History of high tunnels and their benefits
The origin of high tunnels dates back to the year 1949 when they were created by Emery Myers Emmert, a horticulture professor at the University of Kentucky. It is a frame-shaped metal structure that is connected to long poles made of the same material, which are embedded into the ground. After installing the structure, the same is covered with plastic, usually polyethylene, specially designed to withstand the climatic changes of the zone and create a greenhouse environment.
There are many benefits of implementing high tunnels for crops and Canadian producers are aware of that. First, the confined space that is created allows to generate high temperatures that manage to extend the growing season of diverse crops, while it provides support when temperatures decrease, becoming extremely cold. It is important to keep in mind that when there is a lot of heat in the environment, these tunnels should be ventilated so that the plantation does not suffer, and the useful life of the plastic film is lengthened.
An important advantage of this production technique, compared to small tunnels, is that it keeps the temperature higher at night since the volume of air heated during the day is higher.
Another favourable aspect of high tunnels is the fact that they allow many Canadian farmers to have the opportunity to plant up to three and four times a year. This not only translates into an economic benefit, since continuous production without important interruptions allows to offer the product easily, thus, increasing profits, but also makes the soil remain active, being always prosperous and fertile to receive new seeds and sprouts.
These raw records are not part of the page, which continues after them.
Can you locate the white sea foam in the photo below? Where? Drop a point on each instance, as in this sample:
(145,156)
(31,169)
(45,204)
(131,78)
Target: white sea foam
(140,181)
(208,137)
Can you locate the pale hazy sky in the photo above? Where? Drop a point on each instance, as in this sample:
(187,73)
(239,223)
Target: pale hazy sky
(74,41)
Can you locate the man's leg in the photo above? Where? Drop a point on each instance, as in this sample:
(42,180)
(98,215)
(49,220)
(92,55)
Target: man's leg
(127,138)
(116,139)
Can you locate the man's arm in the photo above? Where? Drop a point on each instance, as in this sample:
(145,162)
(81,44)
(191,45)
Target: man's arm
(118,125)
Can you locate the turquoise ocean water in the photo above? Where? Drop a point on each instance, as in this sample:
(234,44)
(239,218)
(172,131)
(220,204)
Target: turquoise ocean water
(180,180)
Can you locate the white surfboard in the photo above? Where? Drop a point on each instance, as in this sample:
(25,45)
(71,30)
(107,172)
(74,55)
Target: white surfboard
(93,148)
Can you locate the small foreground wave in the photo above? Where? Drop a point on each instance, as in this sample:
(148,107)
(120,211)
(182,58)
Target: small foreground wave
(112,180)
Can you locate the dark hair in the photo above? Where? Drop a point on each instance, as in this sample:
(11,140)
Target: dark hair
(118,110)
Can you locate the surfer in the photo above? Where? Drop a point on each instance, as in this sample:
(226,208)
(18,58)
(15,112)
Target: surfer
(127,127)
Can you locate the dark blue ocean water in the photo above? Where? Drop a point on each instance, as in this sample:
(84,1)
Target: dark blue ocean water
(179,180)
It also helps to protect crops from external agents and environmental factors that may cause a decrease in production, such as: wind, rain, pests, and fungi, among others. Additionally, by implementing this technique that includes the drip irrigation system, a lot of water is saved, especially rainwater, while the use of pesticides decreases significantly.
Assembly and costs of high tunnels
Contrary to what many believe, these structures are very easy to assemble and remove, even to place them in another area depending on the project you have in mind. The best aspect about these high tunnels is that depending on the requirements of the crop, they can be customized, since there is no standardization of measures and depends largely of planting space available, type of crop, farmer’s experience, etc.
Besides, the costs are low compared to other agricultural alternatives since it does not require a large capital investment or the purchase of very sophisticated accessories to be able to put them into operation.
Many experts agree that to obtain a return on the investment made, it is essential for the producers who manage their crops through high tunnels to have a vast knowledge about the world of agriculture, having enough skills to handle these techniques in an optimal way to achieve excellent results.